Friday, June 5, 2009

Mr. Shapiro on Prof. Duffy’s latest book

http://www.ft.com/cms/s/2/71816d1c-4bdf-11de-b827-00144feabdc0.html

Via CathNews I found a review, by one James Shapiro, of Prof. Eamon Duffy’s latest book, namely Fires of Faith: Catholic England under Mary Tudor. Mr. Shapiro says that

Fires of Faith challenges the historical commonplace that by burning heretics, “the Marian church was using the wrong weapons ... in a fight it could not win”. Eamon Duffy, Cambridge professor of the history of Christianity, argues that for Catholic authorities, burnings were a way to combat heresy in England after Henry VIII broke with Rome in the 1530s, which only intensified in Edward VI’s reign. But they were also a warning to spectators that hotter hellfires awaited anyone who refused to embrace Catholicism.
Sadly, most Catholics these days would reject altogether (in contradiction of the infallible teaching of Pope Leo X in the Bull Exsurge Domine) the liciety of the practice of burning heretics. And of those who uphold the Traditional doctrine, many argue, as Mr. Shapiro indicates, that the Marian persecutions were just but imprudent, but it seems that Prof. Duffy argues that in fact the persecutions had a reasonable prospect of success.

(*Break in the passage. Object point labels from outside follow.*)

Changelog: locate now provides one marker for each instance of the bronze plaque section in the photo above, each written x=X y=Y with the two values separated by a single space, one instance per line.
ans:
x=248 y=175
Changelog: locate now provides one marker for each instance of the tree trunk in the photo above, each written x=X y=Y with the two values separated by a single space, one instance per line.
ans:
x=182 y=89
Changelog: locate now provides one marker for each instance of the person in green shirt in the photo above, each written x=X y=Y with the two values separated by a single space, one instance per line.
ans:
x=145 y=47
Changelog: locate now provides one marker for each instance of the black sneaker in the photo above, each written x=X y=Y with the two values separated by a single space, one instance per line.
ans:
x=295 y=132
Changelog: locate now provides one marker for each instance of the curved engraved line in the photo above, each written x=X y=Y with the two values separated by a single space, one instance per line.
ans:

Mr. Shapiro also observes that

Fires of Faith goes a long way to overturn the conventional view that “Mary’s church was backward-looking, unimaginative, reactionary, sharing both the Queen’s bitter preoccupation with the past and her tragic sterility”.
Now I already knew that this was going to be a book that I would have to read, but then, as though to eliminate any possibility of me putting off obtaining my copy, Mr. Shapiro says

Reginald Pole is Duffy’s hero, “the invisible man of the Marian restoration”. Under his leadership, Catholic worship was re-established rapidly and efficiently. By the summer of 1558, Pole thought that the country was turning the corner, at last “beginning to recover its pure form”.
(my emphasis)
The book’s author regards Cardinal Pole as his hero? How quickly can they send me a copy?!

Reginaldvs Cantvar
Ember Friday of Pentecost, A.D. 2009

2 comments:

Anonymous said...

It is misleading to characterise the just punishment of criminals as persecution.

Cardinal Pole said...

That's a fair point, Anonymous; I had just used the term 'Marian persecutions' because that seems to be the term most widely in use among historians and I hadn't thought to contest it. Although I think that the meaning of 'persecution' is wide enough to apply to just punishment of criminals (and I certainly don't dispute that Mary I's anti-heresy policies were just), I will see about using a more suitable term in future.